Schulzendorf. Bauamtschefin Julia Kruse sorgt erneut für Aufregung: Bei der letzten Sitzung des Ausschusses für Ortsentwicklung stand die Bürger Gängel-Verordnung auf der Tagesordnung, die Kruses Handschrift trägt. Und die hat es in sich!

In der Gängel-Verordnung sollen Bürger für Verstöße im öffentlichen Straßenverkehr mit Ordnungsgelder bestraft werden. Das Rathaus sollte mit gutem Beispiel vorangehen. Im Bild: Ein Fahrzeug des Bauamtes blockiert mit einem abgestellten Fahrzeug rechtswidrig den Kreuzungsbereich zweier Straßen. (Foto: mwBild)
Künftig sollen Bürger, die etwa Schlaglöcher auf öffentlichen Straßen ausbessern oder einen Baum erklimmen, mit drakonischen Strafen rechnen. Doch das ist noch lange nicht alles.
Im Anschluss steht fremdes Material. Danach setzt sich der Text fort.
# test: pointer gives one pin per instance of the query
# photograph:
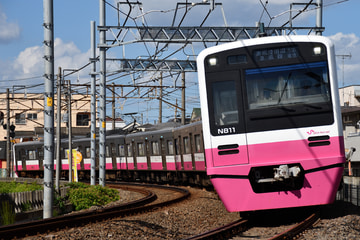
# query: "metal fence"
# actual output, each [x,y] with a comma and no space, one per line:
[350,192]
[33,200]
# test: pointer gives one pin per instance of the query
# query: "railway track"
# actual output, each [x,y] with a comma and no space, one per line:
[149,202]
[241,225]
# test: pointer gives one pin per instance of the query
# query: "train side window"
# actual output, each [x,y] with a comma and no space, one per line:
[66,153]
[155,148]
[87,152]
[225,103]
[177,147]
[41,153]
[32,154]
[141,149]
[113,150]
[107,151]
[170,147]
[186,145]
[129,150]
[121,150]
[197,143]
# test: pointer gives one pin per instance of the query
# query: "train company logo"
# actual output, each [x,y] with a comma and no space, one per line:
[313,132]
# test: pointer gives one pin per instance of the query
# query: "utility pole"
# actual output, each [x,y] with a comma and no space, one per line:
[183,98]
[58,132]
[8,143]
[160,99]
[102,115]
[93,105]
[343,56]
[319,12]
[113,107]
[70,132]
[48,108]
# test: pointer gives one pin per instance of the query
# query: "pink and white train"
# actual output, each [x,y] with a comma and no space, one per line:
[167,153]
[270,135]
[271,122]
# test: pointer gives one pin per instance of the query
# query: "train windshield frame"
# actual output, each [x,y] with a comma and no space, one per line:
[268,87]
[287,85]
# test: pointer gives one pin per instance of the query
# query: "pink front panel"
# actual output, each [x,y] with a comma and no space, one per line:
[130,163]
[178,162]
[170,163]
[87,163]
[230,159]
[32,165]
[19,165]
[187,162]
[108,164]
[320,188]
[297,151]
[278,153]
[156,162]
[121,163]
[199,161]
[141,163]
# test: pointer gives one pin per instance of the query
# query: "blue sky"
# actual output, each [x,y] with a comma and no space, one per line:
[21,37]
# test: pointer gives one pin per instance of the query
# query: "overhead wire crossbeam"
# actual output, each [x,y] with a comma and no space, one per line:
[193,34]
[155,65]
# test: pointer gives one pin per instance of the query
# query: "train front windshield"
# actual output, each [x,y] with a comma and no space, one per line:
[287,85]
[268,88]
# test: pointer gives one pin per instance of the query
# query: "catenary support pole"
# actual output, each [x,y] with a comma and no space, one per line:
[70,133]
[8,143]
[183,98]
[319,12]
[93,105]
[102,107]
[48,108]
[58,132]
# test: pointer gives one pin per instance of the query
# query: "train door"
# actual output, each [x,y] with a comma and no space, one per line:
[81,150]
[178,158]
[122,159]
[113,155]
[228,141]
[148,153]
[170,155]
[186,153]
[22,158]
[163,152]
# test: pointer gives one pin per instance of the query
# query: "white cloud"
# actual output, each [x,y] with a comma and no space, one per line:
[348,67]
[8,30]
[30,62]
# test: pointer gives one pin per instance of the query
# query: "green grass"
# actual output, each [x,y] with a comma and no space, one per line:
[84,196]
[10,187]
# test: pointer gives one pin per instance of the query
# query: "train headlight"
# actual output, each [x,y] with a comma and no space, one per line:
[318,50]
[213,61]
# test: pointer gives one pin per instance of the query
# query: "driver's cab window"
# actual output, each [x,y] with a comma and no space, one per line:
[225,103]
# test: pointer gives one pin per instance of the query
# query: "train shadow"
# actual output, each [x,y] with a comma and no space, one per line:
[339,209]
[277,217]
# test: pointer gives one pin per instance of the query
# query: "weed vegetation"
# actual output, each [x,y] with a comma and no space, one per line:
[10,187]
[84,196]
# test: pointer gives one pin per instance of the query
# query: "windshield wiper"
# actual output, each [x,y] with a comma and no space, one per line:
[284,88]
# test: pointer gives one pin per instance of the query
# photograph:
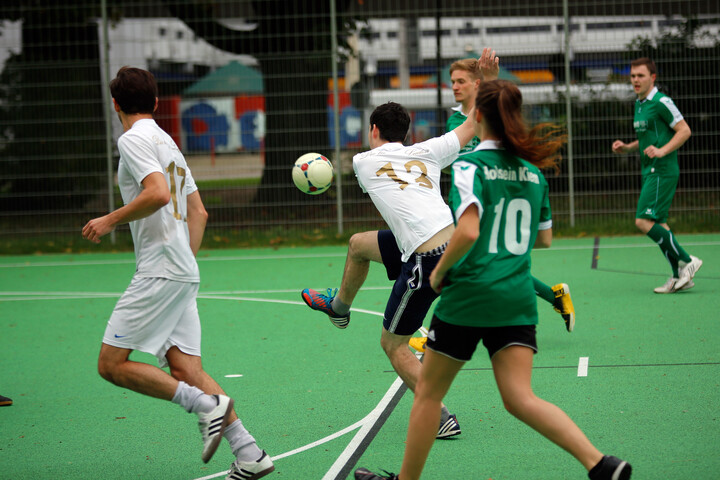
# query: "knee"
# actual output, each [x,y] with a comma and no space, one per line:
[518,405]
[106,370]
[355,247]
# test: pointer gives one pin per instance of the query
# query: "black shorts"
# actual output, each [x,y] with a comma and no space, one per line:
[411,296]
[459,342]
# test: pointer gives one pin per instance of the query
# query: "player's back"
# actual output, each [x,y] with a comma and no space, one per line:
[404,184]
[161,240]
[496,271]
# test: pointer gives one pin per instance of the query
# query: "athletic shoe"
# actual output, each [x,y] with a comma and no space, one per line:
[323,303]
[610,468]
[687,286]
[212,425]
[450,428]
[365,474]
[688,271]
[668,287]
[251,470]
[418,343]
[563,305]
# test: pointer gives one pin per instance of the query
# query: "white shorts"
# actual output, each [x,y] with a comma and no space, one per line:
[155,314]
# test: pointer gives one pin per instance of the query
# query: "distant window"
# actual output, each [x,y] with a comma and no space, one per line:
[468,29]
[573,27]
[617,25]
[520,29]
[432,33]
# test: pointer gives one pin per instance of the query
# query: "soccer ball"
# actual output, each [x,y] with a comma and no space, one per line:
[312,173]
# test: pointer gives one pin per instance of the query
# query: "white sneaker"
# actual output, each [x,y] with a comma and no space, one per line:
[688,271]
[251,470]
[669,287]
[212,425]
[687,286]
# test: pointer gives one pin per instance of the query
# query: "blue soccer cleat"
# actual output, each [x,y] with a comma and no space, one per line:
[323,303]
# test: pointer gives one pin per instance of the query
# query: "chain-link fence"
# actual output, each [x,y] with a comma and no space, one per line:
[246,87]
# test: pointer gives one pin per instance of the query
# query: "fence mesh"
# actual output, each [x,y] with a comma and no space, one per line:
[246,87]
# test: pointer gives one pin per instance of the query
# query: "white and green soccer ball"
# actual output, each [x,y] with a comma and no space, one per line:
[313,173]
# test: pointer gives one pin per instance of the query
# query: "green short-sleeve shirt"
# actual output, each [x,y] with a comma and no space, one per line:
[455,120]
[655,117]
[491,285]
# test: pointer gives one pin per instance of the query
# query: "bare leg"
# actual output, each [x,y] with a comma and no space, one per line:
[115,367]
[437,375]
[362,249]
[188,368]
[513,367]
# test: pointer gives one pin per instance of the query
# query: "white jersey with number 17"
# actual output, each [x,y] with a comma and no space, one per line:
[161,240]
[404,184]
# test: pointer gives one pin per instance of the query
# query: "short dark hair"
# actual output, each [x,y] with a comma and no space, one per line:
[134,90]
[392,120]
[638,62]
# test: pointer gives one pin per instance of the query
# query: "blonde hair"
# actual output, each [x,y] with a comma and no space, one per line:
[469,65]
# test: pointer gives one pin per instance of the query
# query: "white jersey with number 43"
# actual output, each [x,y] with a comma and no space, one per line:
[162,241]
[404,184]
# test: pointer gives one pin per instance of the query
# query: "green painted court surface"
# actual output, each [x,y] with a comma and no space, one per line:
[651,394]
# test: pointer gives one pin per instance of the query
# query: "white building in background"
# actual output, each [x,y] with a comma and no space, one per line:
[521,35]
[145,42]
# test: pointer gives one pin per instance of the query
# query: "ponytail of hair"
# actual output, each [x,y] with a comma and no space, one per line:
[500,102]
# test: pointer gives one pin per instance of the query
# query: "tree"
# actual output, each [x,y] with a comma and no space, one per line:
[292,43]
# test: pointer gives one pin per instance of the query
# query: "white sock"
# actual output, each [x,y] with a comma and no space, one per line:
[241,442]
[192,399]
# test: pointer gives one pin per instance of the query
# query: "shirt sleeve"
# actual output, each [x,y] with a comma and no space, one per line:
[140,156]
[545,222]
[444,149]
[463,190]
[669,112]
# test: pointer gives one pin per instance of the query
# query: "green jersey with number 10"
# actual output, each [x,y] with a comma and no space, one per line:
[491,285]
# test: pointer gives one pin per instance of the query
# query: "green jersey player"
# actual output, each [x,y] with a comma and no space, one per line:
[465,77]
[500,205]
[661,131]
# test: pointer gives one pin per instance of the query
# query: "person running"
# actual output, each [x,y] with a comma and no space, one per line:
[465,78]
[158,312]
[499,200]
[661,131]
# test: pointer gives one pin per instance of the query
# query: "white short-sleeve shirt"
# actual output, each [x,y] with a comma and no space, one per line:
[404,184]
[161,240]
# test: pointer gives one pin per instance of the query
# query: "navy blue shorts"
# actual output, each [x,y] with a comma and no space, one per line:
[411,296]
[459,342]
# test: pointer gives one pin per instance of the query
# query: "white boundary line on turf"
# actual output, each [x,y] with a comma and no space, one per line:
[582,366]
[328,255]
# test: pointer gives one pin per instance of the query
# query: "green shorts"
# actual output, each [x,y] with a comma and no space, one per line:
[655,197]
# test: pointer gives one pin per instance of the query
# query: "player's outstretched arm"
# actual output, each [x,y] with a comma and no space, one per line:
[489,64]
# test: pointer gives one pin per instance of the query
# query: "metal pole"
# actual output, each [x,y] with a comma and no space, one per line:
[108,115]
[438,68]
[336,111]
[568,114]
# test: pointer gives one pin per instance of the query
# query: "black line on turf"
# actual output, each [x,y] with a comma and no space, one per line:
[349,466]
[596,253]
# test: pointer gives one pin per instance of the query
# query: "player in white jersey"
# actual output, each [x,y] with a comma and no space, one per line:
[404,184]
[158,313]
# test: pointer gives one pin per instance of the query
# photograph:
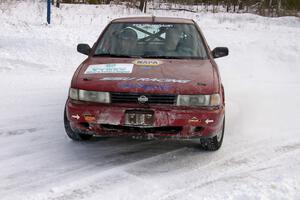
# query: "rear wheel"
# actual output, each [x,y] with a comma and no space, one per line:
[74,135]
[214,143]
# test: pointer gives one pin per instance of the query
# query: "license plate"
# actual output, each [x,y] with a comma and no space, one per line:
[139,117]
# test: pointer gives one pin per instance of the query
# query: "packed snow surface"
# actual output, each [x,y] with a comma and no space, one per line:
[260,156]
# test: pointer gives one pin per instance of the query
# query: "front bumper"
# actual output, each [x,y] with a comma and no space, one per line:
[169,120]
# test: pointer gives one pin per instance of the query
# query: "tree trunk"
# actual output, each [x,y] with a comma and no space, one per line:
[142,4]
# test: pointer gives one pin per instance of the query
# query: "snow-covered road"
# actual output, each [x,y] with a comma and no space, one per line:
[259,158]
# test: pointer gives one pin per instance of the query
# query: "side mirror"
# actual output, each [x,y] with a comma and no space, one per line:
[220,52]
[84,49]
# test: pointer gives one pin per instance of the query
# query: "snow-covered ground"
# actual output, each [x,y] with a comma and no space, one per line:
[260,156]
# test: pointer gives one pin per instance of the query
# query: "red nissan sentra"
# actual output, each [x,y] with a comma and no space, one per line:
[148,76]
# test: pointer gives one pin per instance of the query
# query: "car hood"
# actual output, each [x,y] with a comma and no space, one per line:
[172,76]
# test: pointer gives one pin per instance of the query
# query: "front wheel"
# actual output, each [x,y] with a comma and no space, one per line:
[214,143]
[74,135]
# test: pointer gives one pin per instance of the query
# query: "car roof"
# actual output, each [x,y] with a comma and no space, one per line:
[153,19]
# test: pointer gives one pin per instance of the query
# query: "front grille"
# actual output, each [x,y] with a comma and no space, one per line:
[146,130]
[122,97]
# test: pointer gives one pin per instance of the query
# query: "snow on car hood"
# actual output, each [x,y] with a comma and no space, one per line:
[186,76]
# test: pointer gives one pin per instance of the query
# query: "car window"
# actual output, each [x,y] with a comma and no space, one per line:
[151,40]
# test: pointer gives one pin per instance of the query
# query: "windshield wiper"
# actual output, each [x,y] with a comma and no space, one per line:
[115,55]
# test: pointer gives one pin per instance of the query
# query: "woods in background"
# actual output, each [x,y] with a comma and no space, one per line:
[261,7]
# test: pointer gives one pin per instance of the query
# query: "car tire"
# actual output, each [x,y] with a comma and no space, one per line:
[74,135]
[214,143]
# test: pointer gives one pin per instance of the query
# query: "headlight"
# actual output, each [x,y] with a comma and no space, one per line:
[199,100]
[73,93]
[92,96]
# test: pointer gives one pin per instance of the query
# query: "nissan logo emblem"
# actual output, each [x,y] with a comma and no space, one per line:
[143,99]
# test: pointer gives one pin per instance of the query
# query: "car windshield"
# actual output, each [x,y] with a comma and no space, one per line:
[154,40]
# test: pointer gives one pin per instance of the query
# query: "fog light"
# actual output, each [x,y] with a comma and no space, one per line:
[89,118]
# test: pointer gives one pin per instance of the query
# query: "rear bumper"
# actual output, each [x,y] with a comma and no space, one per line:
[169,121]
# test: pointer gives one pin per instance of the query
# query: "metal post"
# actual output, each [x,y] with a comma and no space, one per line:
[48,11]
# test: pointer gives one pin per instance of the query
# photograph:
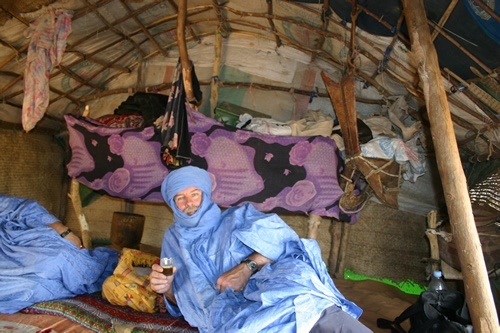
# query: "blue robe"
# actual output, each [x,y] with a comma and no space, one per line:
[36,264]
[285,296]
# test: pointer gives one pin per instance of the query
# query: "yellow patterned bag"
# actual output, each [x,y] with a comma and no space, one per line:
[129,284]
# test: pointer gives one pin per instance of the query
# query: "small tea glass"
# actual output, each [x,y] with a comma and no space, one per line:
[168,266]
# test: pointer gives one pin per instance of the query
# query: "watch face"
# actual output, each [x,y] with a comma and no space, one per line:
[252,265]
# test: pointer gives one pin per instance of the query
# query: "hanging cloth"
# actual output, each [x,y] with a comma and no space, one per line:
[176,147]
[48,41]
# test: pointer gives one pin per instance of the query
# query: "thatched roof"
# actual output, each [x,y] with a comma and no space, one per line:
[114,43]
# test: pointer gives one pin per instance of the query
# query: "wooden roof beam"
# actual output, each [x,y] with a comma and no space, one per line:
[111,27]
[271,22]
[444,17]
[143,28]
[325,12]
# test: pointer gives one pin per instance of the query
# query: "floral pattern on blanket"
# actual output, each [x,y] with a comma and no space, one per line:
[275,173]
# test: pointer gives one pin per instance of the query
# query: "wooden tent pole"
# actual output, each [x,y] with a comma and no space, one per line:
[477,288]
[214,95]
[183,54]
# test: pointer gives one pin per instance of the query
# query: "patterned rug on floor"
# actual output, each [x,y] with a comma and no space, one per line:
[95,313]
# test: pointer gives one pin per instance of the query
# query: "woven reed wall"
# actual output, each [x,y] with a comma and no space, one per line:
[32,166]
[387,243]
[384,243]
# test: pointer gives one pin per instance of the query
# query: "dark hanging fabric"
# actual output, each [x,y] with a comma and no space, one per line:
[176,147]
[148,105]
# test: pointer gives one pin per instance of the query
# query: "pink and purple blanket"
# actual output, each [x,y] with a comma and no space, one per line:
[275,173]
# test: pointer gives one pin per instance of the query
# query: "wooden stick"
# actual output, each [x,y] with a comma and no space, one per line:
[433,240]
[77,206]
[313,226]
[181,41]
[214,91]
[477,287]
[339,271]
[336,231]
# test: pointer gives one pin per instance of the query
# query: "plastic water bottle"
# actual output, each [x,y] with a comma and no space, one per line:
[437,282]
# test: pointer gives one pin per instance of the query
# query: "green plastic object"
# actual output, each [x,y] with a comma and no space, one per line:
[408,286]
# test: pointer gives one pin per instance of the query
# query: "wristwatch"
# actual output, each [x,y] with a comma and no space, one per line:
[252,265]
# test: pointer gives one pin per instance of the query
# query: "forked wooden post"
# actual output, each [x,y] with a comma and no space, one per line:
[477,288]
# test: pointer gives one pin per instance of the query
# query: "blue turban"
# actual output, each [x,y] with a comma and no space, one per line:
[181,179]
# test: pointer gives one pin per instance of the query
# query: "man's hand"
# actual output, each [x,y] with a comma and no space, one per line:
[59,227]
[236,278]
[161,283]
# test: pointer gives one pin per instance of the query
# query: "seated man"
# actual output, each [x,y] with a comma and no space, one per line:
[243,270]
[42,260]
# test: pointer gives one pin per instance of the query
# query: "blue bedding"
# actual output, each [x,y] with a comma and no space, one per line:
[36,264]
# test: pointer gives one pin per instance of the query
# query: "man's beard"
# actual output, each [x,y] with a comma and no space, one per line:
[190,210]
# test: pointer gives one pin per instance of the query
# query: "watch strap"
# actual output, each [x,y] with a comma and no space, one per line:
[66,233]
[251,265]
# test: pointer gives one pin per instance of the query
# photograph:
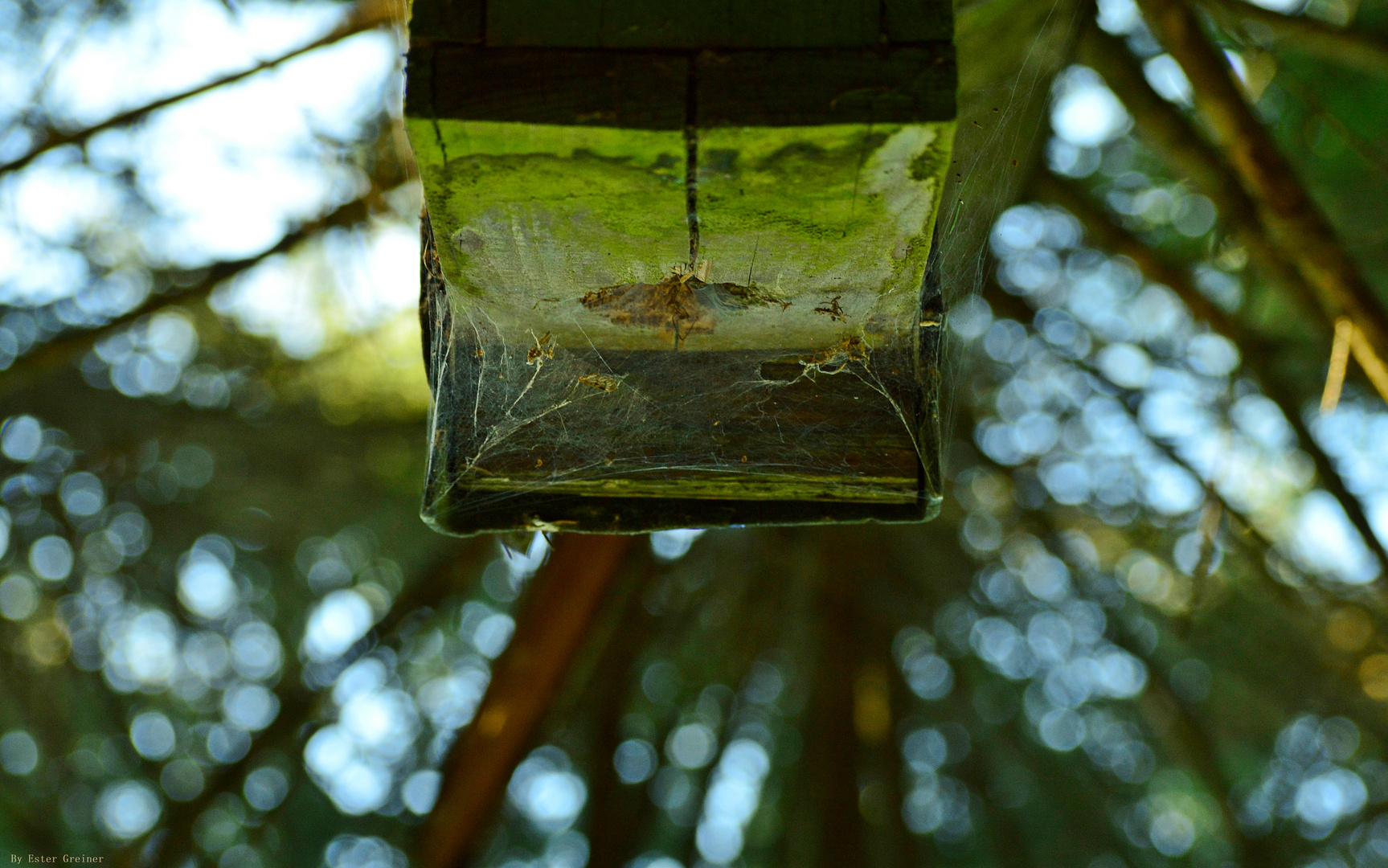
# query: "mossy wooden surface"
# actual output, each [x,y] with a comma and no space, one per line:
[679,257]
[532,219]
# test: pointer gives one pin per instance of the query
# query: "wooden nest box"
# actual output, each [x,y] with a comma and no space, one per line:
[678,259]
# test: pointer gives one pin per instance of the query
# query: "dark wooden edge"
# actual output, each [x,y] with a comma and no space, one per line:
[647,89]
[488,513]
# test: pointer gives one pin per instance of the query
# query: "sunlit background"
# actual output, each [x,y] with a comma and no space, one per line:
[223,620]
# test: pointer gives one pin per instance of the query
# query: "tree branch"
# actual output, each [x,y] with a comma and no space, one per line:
[1292,219]
[1115,240]
[70,345]
[366,15]
[564,600]
[1338,46]
[1166,131]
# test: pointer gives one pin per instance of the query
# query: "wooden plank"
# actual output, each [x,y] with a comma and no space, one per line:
[639,91]
[555,87]
[683,24]
[912,21]
[826,87]
[447,20]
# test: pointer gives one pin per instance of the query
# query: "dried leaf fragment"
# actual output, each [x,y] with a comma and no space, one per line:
[838,356]
[603,383]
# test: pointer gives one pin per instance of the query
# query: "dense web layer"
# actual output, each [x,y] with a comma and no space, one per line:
[620,342]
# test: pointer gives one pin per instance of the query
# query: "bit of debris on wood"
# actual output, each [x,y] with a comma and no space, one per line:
[833,310]
[543,349]
[601,381]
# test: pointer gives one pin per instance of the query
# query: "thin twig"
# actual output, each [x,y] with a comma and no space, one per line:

Auch das Wegwerfen von Zigarettenkippen und Papier soll bald unter Strafe stehen. Wer nach einem kühlen Feierabendbier seine Flasche nicht ordentlich entsorgt, könnte ebenfalls zur Rechenschaft gezogen werden. Und auch der nächtliche Aufenthalt auf Spiel- oder Sportplatz nach 22 Uhr soll tabu sein! Und wer sein Privatgrundstück nicht ordnungsgemäß instand hält, muss auch mit Strafe rechnen. Auch wer die erforderlichen 3,05 m Restdurchfahrbreite im öffentlichen Straßenraum nicht gewährleistet, dem droht ein Ordnungsgeld.
Wie und mit welchem Personal die Gängel-Verordnung durchgesetzt werden soll, das behielt Kruse für sich. AfD, Bürgerbündnis, CDU/FDP, GfS machten deutlich, dass sie von Bürgergängelei wenig halten. Bürgermeister Witteck (CDU) zog deshal die Beschlussvorlage, die Ex-Bürgermeister Mücke (SPD-nominiert) und Kruse bereits 2025 zur Abstimmung bringen wollten zurück.
Höhepunkt der Debatte im Ausschuss war, als Eiko Hildebrandt (Bürgerbündnis) Kruses üble Attacke gegenüber einem Redebeitrag des Seniorenbeiratsvertreters Dieter Stahn anprangerte. Mit einem herablassenden Augenverdrehen spendierte sie ihm kaum einen Funken Respekt. Wenn das nicht nach einem Plädoyer für mehr Anstand schreit! Es ist nicht die erste nonverbale Entgleisung der Bauamtschefin.
Julia Kruse sollte sich schleunigst überlegen, ob sie ihr Verhalten nicht einmal überdenken kann. Schließlich vertritt sie die Gemeinde Schulzendorf. Und eines ist sicher: Die Geduld der Bürger hat Grenzen!